Researchers at Websense uncovered an effort by spammers to target mobile devices using what are known as quick response codes for URLs.
Quick response (QR) codes are a type of matrix barcode that are often used by mobile devices to bring people to a particular URL. The codes can be read by any mobile device with a camera and a QR reader.
According to Websense, the emails typically try to push pharmaceutical products, and include a link to the Website 2tag.nl – a legitimate Web service that allows users to create QR codes for URLs.
Once the 2tag.nl URL is loaded in the browser, a QR code and the Website it resolves to will appear. When the QR code is read by a QR reader, it automatically loads the spam URL (in some cases it may ask before loading depending on the QR reader installed). The end result is improved click-through rates for spammed sites.
“This is the first time we have seen a QR code used in an active spam campaign,” Patrik Runald, senior manager of security research at Websense, told SecurityWeek. “Because QR codes are the ultimate URL obfuscator, with the right social lure, QR codes can become increasingly more successful in driving users to websites hosting malware targeting the mobile device. Although, at this point, we believe the bad guys are just trying to gauge their relative success through spam, and are just getting their bearings.”
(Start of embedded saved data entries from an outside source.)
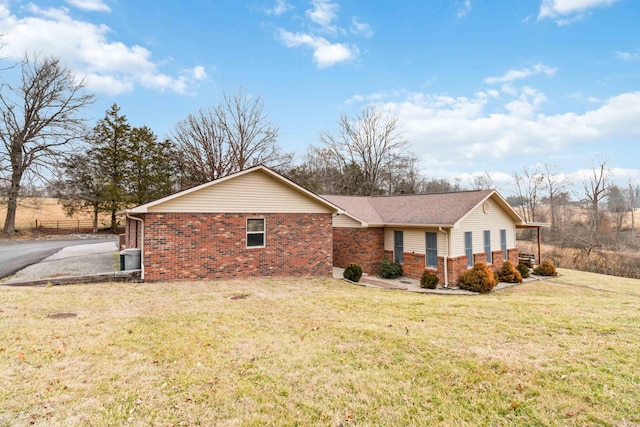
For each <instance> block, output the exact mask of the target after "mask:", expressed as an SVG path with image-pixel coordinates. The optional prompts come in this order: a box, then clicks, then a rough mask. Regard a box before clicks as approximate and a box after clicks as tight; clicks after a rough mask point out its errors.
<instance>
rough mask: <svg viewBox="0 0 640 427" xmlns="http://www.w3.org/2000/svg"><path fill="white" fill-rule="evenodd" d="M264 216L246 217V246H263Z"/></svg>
mask: <svg viewBox="0 0 640 427" xmlns="http://www.w3.org/2000/svg"><path fill="white" fill-rule="evenodd" d="M264 241H265V239H264V218H247V247H248V248H261V247H264V246H265V245H264Z"/></svg>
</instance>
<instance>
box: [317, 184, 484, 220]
mask: <svg viewBox="0 0 640 427" xmlns="http://www.w3.org/2000/svg"><path fill="white" fill-rule="evenodd" d="M494 192H495V191H494V190H478V191H460V192H455V193H437V194H406V195H397V196H332V195H330V196H321V197H323V198H324V199H326V200H328V201H330V202H331V203H333V204H335V205H337V206H339V207H341V208H342V209H344V210H345V211H346V213H347V214H349V215H351V216H354V217H356V218H357V219H360V220H362V221H364V222H366V223H368V224H416V225H442V226H445V225H448V226H452V225H454V224H455V223H456V222H458V221H459V220H460V219H462V218H463V217H464V216H465V215H466V214H467V213H469V212H470V211H471V210H472V209H473V208H474V207H476V206H477V205H478V204H480V203H481V202H482V201H483V200H484V199H486V198H487V197H488V196H490V195H492V194H493V193H494Z"/></svg>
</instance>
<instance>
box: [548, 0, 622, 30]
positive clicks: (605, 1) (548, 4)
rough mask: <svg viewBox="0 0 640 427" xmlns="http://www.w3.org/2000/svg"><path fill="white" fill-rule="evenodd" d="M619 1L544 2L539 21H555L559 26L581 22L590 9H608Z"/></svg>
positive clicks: (614, 0) (561, 1)
mask: <svg viewBox="0 0 640 427" xmlns="http://www.w3.org/2000/svg"><path fill="white" fill-rule="evenodd" d="M617 1H618V0H542V3H541V5H540V12H539V13H538V20H542V19H545V18H549V19H553V20H555V21H556V23H557V24H558V25H567V24H570V23H571V22H573V21H576V20H580V19H582V18H583V16H584V14H585V13H587V12H588V11H589V10H590V9H593V8H597V7H607V6H611V5H613V4H614V3H615V2H617Z"/></svg>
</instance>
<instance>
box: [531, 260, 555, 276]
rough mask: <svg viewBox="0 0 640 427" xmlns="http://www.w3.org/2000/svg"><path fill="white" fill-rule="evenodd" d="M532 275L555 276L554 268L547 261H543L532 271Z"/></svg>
mask: <svg viewBox="0 0 640 427" xmlns="http://www.w3.org/2000/svg"><path fill="white" fill-rule="evenodd" d="M533 274H535V275H536V276H556V275H557V274H558V272H557V271H556V266H555V265H553V263H552V262H551V261H549V260H544V261H542V263H541V264H540V265H539V266H537V267H536V268H534V269H533Z"/></svg>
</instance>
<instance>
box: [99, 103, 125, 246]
mask: <svg viewBox="0 0 640 427" xmlns="http://www.w3.org/2000/svg"><path fill="white" fill-rule="evenodd" d="M131 132H132V130H131V126H129V123H128V121H127V117H126V116H124V115H121V114H120V107H118V105H117V104H113V105H112V106H111V108H110V109H109V110H107V113H106V115H105V117H104V118H103V119H101V120H99V121H98V123H97V124H96V126H95V127H94V128H93V132H92V134H91V136H90V137H89V141H90V142H91V148H90V149H89V155H90V156H91V157H93V158H94V160H95V165H96V168H97V170H98V171H99V173H100V174H101V175H102V177H103V179H104V182H105V187H104V190H103V192H102V201H101V204H100V206H101V210H103V211H105V212H108V213H110V214H111V231H112V232H114V233H116V232H117V230H118V219H117V212H118V211H120V210H122V209H124V208H126V207H127V206H128V205H129V197H128V194H127V186H128V180H129V173H130V172H129V169H130V162H131V157H132V151H133V150H132V144H131Z"/></svg>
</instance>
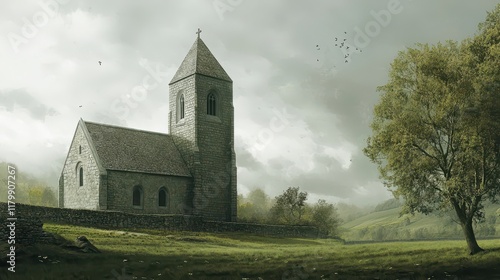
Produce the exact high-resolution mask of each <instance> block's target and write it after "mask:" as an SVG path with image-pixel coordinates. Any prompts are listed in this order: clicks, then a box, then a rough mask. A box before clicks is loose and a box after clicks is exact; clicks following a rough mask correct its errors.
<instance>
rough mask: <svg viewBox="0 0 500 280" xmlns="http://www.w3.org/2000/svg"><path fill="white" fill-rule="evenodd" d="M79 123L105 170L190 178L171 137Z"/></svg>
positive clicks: (170, 136) (140, 131) (150, 133)
mask: <svg viewBox="0 0 500 280" xmlns="http://www.w3.org/2000/svg"><path fill="white" fill-rule="evenodd" d="M83 123H84V124H85V127H86V128H87V131H88V132H89V135H90V138H92V142H93V145H94V147H95V149H96V152H97V156H98V157H99V160H100V162H101V164H102V166H103V167H104V168H105V169H110V170H121V171H134V172H145V173H156V174H164V175H174V176H187V177H191V174H190V173H189V170H188V168H187V166H186V164H185V163H184V160H183V159H182V157H181V154H180V152H179V150H178V149H177V147H176V146H175V144H174V142H173V140H172V136H171V135H168V134H163V133H157V132H150V131H143V130H136V129H130V128H125V127H118V126H112V125H105V124H99V123H93V122H87V121H84V122H83Z"/></svg>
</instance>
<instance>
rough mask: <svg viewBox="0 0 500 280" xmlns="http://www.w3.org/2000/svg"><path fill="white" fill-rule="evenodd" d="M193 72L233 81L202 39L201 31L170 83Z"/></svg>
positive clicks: (180, 79)
mask: <svg viewBox="0 0 500 280" xmlns="http://www.w3.org/2000/svg"><path fill="white" fill-rule="evenodd" d="M193 74H201V75H205V76H209V77H214V78H217V79H221V80H224V81H228V82H232V81H233V80H231V78H229V75H228V74H227V73H226V71H225V70H224V68H222V66H221V65H220V64H219V62H218V61H217V59H216V58H215V57H214V55H213V54H212V53H211V52H210V50H209V49H208V47H207V45H205V43H204V42H203V41H202V40H201V38H200V36H199V33H198V38H196V41H195V42H194V44H193V46H192V47H191V49H190V50H189V52H188V54H187V55H186V57H185V58H184V60H183V61H182V63H181V66H180V67H179V69H178V70H177V72H176V73H175V75H174V78H172V80H171V81H170V84H173V83H175V82H177V81H179V80H182V79H184V78H186V77H188V76H191V75H193Z"/></svg>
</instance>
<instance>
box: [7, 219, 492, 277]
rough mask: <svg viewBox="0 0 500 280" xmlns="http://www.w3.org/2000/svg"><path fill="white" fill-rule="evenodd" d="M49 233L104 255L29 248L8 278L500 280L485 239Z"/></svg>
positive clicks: (18, 260)
mask: <svg viewBox="0 0 500 280" xmlns="http://www.w3.org/2000/svg"><path fill="white" fill-rule="evenodd" d="M44 229H45V230H46V231H48V232H52V233H56V234H59V235H60V236H62V237H64V238H65V239H68V240H71V241H73V240H75V238H76V237H77V236H79V235H85V236H86V237H87V238H88V239H89V240H90V241H91V242H92V243H93V244H94V245H95V246H96V247H97V248H99V249H100V250H101V252H102V253H101V254H85V253H80V252H75V251H70V250H67V249H63V248H61V247H59V246H54V245H37V246H36V247H31V248H24V249H21V251H20V252H18V263H17V265H16V273H10V272H8V271H7V268H6V267H4V266H2V269H1V271H0V279H23V280H30V279H33V280H34V279H36V280H43V279H118V280H131V279H429V278H430V279H500V240H499V239H491V240H480V241H479V243H480V245H481V246H482V247H483V248H484V249H486V250H487V251H486V252H484V253H480V254H478V255H475V256H469V255H467V250H466V246H465V245H466V244H465V241H419V242H380V243H369V244H355V245H345V244H344V243H343V242H341V241H339V240H335V239H302V238H275V237H263V236H251V235H246V234H237V233H228V234H209V233H194V232H166V231H157V230H140V229H136V230H124V231H115V230H102V229H94V228H86V227H78V226H69V225H59V224H45V225H44ZM1 248H2V255H4V252H3V251H4V250H5V247H1ZM259 277H260V278H259Z"/></svg>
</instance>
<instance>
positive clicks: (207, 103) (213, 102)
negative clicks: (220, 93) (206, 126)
mask: <svg viewBox="0 0 500 280" xmlns="http://www.w3.org/2000/svg"><path fill="white" fill-rule="evenodd" d="M215 104H216V103H215V95H214V94H213V93H209V94H208V96H207V114H209V115H212V116H215Z"/></svg>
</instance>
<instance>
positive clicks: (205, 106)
mask: <svg viewBox="0 0 500 280" xmlns="http://www.w3.org/2000/svg"><path fill="white" fill-rule="evenodd" d="M168 100H169V116H168V127H169V134H163V133H157V132H150V131H143V130H138V129H131V128H126V127H119V126H114V125H107V124H102V123H95V122H89V121H84V120H82V119H80V121H79V122H78V124H77V127H76V131H75V134H74V136H73V140H72V142H71V145H70V148H69V152H68V155H67V157H66V160H65V162H64V166H63V170H62V173H61V177H60V179H59V207H61V208H76V209H91V210H113V211H124V212H131V213H144V214H185V215H196V216H201V217H203V218H204V219H206V220H215V221H236V198H237V191H236V155H235V152H234V107H233V81H232V80H231V78H230V77H229V76H228V74H227V73H226V71H225V70H224V69H223V68H222V66H221V65H220V64H219V62H218V61H217V59H216V58H215V57H214V56H213V54H212V53H211V52H210V50H209V49H208V48H207V46H206V45H205V43H204V42H203V41H202V40H201V39H200V34H199V33H198V38H197V39H196V41H195V42H194V44H193V46H192V47H191V49H190V50H189V52H188V54H187V55H186V57H185V58H184V60H183V61H182V63H181V65H180V67H179V69H178V70H177V72H176V73H175V75H174V77H173V78H172V80H171V81H170V83H169V98H168ZM165 101H167V98H166V96H165Z"/></svg>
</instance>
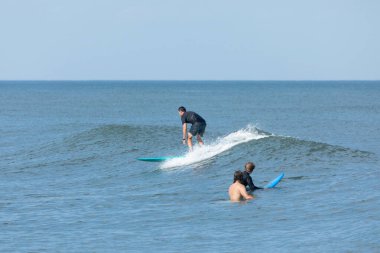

In October, Kaspersky Lab noted that its research team had detected the first attempts by cyber-criminals to use QR codes in malicious attacks. The company found several malicious Websites containing QR codes for mobile apps on the Android platform that included a Trojan capable of sending text messages to premium-rate short numbers.
By early October, Kaspersky Lab researchers had detected QR codes linked to malware for both Android and J2ME.
“We expect malicious QR codes to grow in number, especially as QR codes become more mainstream,” according to the company. “Currently the safest way to protect yourself is to be cautious of scanning QR codes and avoid anything that looks suspicious.”
Runald said users should also make sure their QR reader applications displays the destination URL and provides an option for stopping automatic direction to Websites. Users can also protect themselves by using an e-mail security or Web security gateway to prevent the likelihood of infection.